Par acte de commissaire de justice en date du 31 mars 2025, la SA Seqens a fait signifier à M. [Y] [Y] un commandement de payer visant la clause résolutoire pour un montant de 2274,08 euros en principal, au titre des loyers et charges impayés.
Par notification électronique du 16 juin 2025, la SA Seqens a saisi la commission de coordination des actions de prévention des expulsions locatives (CCAPEX).

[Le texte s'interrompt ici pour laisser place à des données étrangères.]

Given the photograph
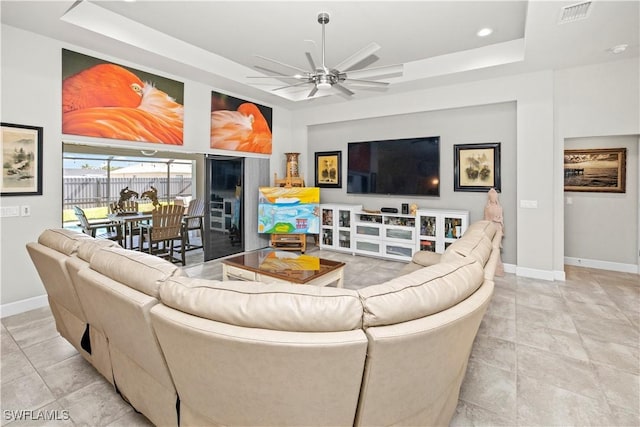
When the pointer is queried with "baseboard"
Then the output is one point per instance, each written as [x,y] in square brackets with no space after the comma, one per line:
[602,265]
[21,306]
[509,268]
[535,273]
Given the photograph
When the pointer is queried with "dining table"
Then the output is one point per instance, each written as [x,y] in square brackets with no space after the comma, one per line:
[127,222]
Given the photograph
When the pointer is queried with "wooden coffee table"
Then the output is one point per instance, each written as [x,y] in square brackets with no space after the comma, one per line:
[269,266]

Par acte de commissaire de justice en date du 3 septembre 2025, la SA Seqens a fait assigner M. [Y] [Y] devant le juge des contentieux de la protection aux fins de :
« à titre principal, constater l’acquisition de la clause résolutoire,
« à titre subsidiaire, prononcer la résiliation judiciaire du bail ,
« ordonner l’expulsion de M. [Y] [Y] ainsi que de tout occupant de son chef, avec au besoin l’assistance de la force publique et d’un serrurier,
« dire que le sort des meubles sera réglé dans les conditions du code des procédures civiles d’exécution,
« condamner M. [Y] [Y] au paiement des sommes suivantes :
o la somme de 1307,46 euros au titre de la dette locative, avec intérêts au taux légal à compter du 31 mars 2025,
o une indemnité d’occupation mensuelle égale au montant du loyer mensuel et des charges locatives, à compter de la résiliation du bail jusqu’à libération effective des lieux,
o la somme de 500 euros en application de l’article 700 du code de procédure civile
o les dépens,
« dire qu’en cas de suspension des effets de la clause résolutoire, les loyers, charges et éventuels suppléments de loyer devront être payés intégralement à leur échéance à compter de l’audience et qu’à défaut comme en cas de défaut de paiement d’une seule mensualité à valoir sur la dette locative pendant le cours des délais accordés, la clause résolutoire reprendra son plein effet,
« dire n’y avoir lieu d’écarter l’exécution provisoire.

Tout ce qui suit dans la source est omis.